The main organisation doing this is the Universal Life Church of Modesto California which can be found at www.ulchq.com. There is also a rival split from the main church which can be found at www.themonastery.org. In the interests of science and curiosity I decided to try them both.
Submitted the form and had a very swift, and personal, email reply asking if I was the same Gordon Hudson of another address. This was, in fact, an old address of mine, and I have a vague recollection of having submitted a similar form at some time about ten years ago. It appears I am already ordained! It is as legal as any other church's ordination, but most would consider it "irregular" under their ecclesiastical laws.
Submitted the form online and received an immediate confirmation of my ordination. There was an option to buy a certificate for $7. According to the original ULC (www.ulchq.com) this is not associated with them at all and has only existed since 2006.
I also came across a British web site selling online ordination for £35, claiming that this would give people the right to act as a marriage celebrant:
The company United Europe Church Ltd was only formed in March this year and unlike the other two that allow any belief, this has a strictly evangelical Christian statement of faith.

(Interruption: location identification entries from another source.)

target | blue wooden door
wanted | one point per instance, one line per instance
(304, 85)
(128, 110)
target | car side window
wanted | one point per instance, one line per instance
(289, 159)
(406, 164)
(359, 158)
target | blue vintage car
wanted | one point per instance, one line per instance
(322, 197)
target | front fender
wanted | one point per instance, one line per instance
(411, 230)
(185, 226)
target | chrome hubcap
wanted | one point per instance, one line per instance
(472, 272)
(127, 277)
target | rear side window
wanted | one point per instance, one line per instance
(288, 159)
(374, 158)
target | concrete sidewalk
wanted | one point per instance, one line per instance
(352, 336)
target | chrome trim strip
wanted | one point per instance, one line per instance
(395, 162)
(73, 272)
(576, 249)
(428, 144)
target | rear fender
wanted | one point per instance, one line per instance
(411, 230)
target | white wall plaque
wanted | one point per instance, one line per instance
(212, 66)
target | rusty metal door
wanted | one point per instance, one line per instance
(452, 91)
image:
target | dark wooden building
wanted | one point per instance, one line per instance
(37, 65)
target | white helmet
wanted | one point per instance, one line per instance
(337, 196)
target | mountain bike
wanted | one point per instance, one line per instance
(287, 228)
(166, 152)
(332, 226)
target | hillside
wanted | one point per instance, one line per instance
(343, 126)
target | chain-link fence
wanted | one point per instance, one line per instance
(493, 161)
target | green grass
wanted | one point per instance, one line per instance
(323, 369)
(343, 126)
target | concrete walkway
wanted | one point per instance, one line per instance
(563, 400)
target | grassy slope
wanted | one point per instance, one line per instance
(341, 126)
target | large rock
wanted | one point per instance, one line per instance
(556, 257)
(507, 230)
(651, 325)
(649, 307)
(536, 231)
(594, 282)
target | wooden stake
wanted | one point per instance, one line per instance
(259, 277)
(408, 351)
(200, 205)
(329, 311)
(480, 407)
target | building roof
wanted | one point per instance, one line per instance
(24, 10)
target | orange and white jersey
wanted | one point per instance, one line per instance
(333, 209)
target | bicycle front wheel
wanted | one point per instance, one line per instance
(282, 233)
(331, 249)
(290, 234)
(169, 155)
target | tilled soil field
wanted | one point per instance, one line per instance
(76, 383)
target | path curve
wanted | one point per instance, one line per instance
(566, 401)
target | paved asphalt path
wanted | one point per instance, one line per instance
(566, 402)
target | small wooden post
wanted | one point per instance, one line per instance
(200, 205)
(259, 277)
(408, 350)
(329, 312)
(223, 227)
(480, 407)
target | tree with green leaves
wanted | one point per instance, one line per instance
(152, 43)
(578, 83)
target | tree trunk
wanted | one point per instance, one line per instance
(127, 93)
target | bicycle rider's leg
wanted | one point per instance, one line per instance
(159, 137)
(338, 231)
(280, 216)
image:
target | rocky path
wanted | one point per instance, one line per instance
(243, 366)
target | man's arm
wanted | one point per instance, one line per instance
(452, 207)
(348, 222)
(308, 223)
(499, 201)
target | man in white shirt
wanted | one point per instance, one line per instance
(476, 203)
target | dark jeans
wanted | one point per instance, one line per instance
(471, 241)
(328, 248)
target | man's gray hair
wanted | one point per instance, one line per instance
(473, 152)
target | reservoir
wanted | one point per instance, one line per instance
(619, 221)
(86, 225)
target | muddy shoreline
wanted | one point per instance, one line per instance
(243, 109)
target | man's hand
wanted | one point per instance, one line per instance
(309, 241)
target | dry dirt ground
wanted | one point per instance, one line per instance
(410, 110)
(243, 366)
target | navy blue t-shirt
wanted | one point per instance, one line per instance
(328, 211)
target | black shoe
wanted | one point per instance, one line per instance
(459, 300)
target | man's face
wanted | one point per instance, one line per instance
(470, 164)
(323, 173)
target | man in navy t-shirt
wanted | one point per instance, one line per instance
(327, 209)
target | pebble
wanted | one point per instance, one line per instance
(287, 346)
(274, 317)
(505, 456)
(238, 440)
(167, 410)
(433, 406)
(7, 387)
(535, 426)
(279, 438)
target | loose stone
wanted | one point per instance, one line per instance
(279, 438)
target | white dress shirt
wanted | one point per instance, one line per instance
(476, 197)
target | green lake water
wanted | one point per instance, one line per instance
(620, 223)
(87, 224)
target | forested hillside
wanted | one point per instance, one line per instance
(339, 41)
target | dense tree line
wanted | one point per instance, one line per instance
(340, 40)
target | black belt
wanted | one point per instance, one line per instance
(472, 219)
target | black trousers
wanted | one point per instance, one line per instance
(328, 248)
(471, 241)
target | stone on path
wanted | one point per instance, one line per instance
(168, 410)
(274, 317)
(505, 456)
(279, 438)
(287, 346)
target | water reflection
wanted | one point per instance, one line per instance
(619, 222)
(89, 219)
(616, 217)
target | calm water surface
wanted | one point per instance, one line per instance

I am not convinced that the Registrar General for Scotland would recognise this as valid for marriages. My understanding is that all Church of Scotland ministers automatically have the right to perform marriages in Scotland. Ministers of other denominations have to be officially nominated by their denominational headquarters and the registrar general limits the number to those he thinks are necessary for those denominations. Ministers of independent churches need to be nominated by their congregational decision making body. If you were to start your own church I suppose this might work, but you don't need to be ordained to act as a marriage celebrant, having a congregation is sufficient. For example, Brethren meetings and Churches of Christ who have no ordained clergy usually nominate an elder to carry out marriages. It is also not permitted to earn a living as a "celebrant" in Scotland, even though quite a few Humanist's seem to do this.